The only problem arises from the fact that Drupal decides on which theme to use based on the page path, before the access rules of the page are calculated. Hence, when you load up a page that is a valid URL, albeit without the proper permission, Drupal will serve a nice 403 (access denied) error. Naturally, you have setup a nice and friendly 403 page in your error reporting setup page, and that's where you get redirected -- however that page now is rendered in your administrative theme instead of the expected, happy-client-dance theme.
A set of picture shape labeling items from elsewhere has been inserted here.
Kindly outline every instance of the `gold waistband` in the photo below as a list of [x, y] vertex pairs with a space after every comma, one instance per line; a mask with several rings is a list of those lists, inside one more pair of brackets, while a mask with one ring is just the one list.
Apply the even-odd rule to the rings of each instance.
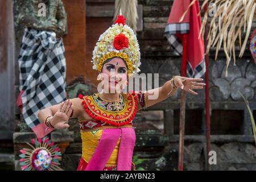
[[94, 127], [92, 129], [81, 129], [81, 132], [88, 132], [88, 131], [96, 131], [98, 130], [104, 130], [104, 129], [116, 129], [116, 128], [120, 128], [120, 127], [133, 127], [133, 126], [131, 125], [125, 125], [123, 126], [102, 126], [101, 127]]

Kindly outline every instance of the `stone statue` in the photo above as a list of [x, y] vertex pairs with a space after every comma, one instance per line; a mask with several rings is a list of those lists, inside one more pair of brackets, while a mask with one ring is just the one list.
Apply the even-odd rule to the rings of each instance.
[[[15, 22], [24, 27], [18, 57], [20, 93], [16, 105], [38, 138], [46, 130], [38, 113], [67, 98], [66, 60], [62, 37], [67, 34], [67, 13], [61, 0], [15, 1]], [[16, 35], [19, 38], [19, 35]]]
[[37, 30], [54, 31], [57, 38], [67, 34], [67, 13], [61, 0], [22, 1], [25, 6], [20, 9], [19, 23]]

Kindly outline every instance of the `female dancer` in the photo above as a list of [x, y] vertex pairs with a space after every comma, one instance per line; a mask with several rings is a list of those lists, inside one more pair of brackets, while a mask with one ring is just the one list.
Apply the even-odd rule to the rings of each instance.
[[[78, 118], [82, 145], [79, 171], [135, 170], [133, 119], [136, 112], [166, 100], [177, 88], [196, 95], [192, 89], [202, 89], [205, 85], [201, 78], [176, 76], [152, 90], [119, 92], [123, 85], [127, 86], [128, 78], [139, 71], [141, 64], [136, 36], [125, 21], [122, 15], [118, 16], [101, 35], [93, 51], [93, 68], [99, 71], [97, 80], [101, 80], [102, 92], [80, 94], [38, 114], [51, 130], [68, 127], [69, 118]], [[150, 99], [156, 94], [156, 98]]]

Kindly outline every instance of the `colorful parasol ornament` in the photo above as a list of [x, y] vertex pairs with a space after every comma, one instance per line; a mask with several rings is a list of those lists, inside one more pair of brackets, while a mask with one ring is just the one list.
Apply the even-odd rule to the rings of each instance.
[[250, 50], [251, 52], [254, 63], [256, 64], [256, 28], [253, 32], [251, 35], [251, 41], [250, 42]]
[[60, 149], [48, 137], [31, 140], [31, 148], [23, 148], [19, 156], [19, 164], [23, 171], [60, 171], [61, 160]]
This occurs due to a hardcoded check in core, specifically in the aptly named system.module, during the modules' hook_init()

function system_init() {
  // Use the administrative theme if the user is looking at a page in the admin/* path.
  if (arg(0) == 'admin' || (variable_get('node_admin_theme', '0') && arg(0) == 'node' && (arg(1) == 'add' || arg(2) == 'edit'))) {

basically, if the path starts with 'admin', use the admin theme -- no matter what happens next.  The only way to fix this ( to my knowing! ) is to edit the system.module file, so that the above lines are changed to 

function system_init() {
 // Use the administrative theme if the user is looking at a page in the admin/* path, and they have permissions to that path.
 $menu_item = menu_get_item($_GET['q']);
 if ($menu_item['access'] && (arg(0) == 'admin' || (variable_get('node_admin_theme', '0') && arg(0) == 'node' && (arg(1) == 'add' || arg(2) == 'edit')))) {

This is based off the discussion about the issue here , with the backported patch for D6 found in the comments here

REMEMBER: Do not try any of this unless you are very sure about what you are doing. Tampering with core can lead to a number of issues, ranging from performance degradation, to unexpected behavior, to extreme hair pulling when you upgrade a few months later, completely forgetting about your changes.